GamStop responds to failures highlighted in BBC report

GamStop, a national online self-exclusion initiative, has responded to media reports that had revealed problem gamblers have been able to bypass exclusionary measures put in place to prevent gambling activity.

Following the broadcast of the BBC ‘Five Live Investigates’ programme over the weekend, it was revealed that problem gamblers registered as part of the self-exclusion scheme were able to alter minor details, such as surnames, provided during the registration process.

The reports have caused industry-wide embarrassment, and have raised questions into whether the gambling industry can effectively become a self-regulatory body.

GamStop addressed the shaky start to the year by responding to the issues raised in the BBC report, commenting:“This is of concern to GamStop and we welcome the work that the Gambling Commission is currently undertaking, especially in regard to ensuring that robust verification is carried out by operators when initial registration takes place.

“With this in place, the specific issue identified in the BBC investigation aired on 13/01/2019 would be addressed.”

Since its creation in April 2018, the initiative set out to offer support for national problem gambling stakeholders, by developing a referral system, directing individuals to GamCare and the UK National Debtline.

The scheme provides those at risk of gambling-related harm the option to block themselves from engaging with all licensed UK online gambling operators for periods of 6 months up to 1-or-5 years.

GamStop’s Fiona Palmer admitted that the initiative, while being a good start for the industry, does not work well enough: “GamStop is working hard to improve its level of service in order to ensure that registered consumers remain confident that they are effectively excluded from those operators currently integrated with the scheme.

“Since the UK does not have a national ID scheme, matching consumers is reliant on the information they provide to GamStop and also the quality of information held by each operator. Operators have varied methods of verification and differ vastly in size and scope.

“This makes GamStop an extremely complex technology project. We are working closely with operators to understand this further and will continue to do so following the Gambling Commission’s work on verification. The recent “consumer account function” available on the GamStop website will make it easier for people to update their details thereby maximising their protection.”

The exclusionary scheme has received support from industry charity GambleAware,  as CEO Marc Etches emphasised that such schemes are fundamental in supporting those faced with compulsive behaviours.

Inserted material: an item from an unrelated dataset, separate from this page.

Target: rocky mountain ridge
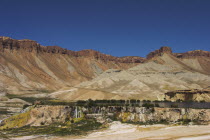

In a statement made to SBC, he stated: “Self-exclusion can be a last resort for people who are struggling with their gambling, which is why it is essential tools such as GamStop operate effectively.

“Such tools work best as part of a treatment package tailored to the individual rather than being effective in isolation. If you’re worried about your or a loved ones gambling, there is free help and advice available online at

GamStop has since reaffirmed its plans to continue developing and improving its service in conjunction with the Gambling Commission and British Licensed Operators in light of the BBC reports.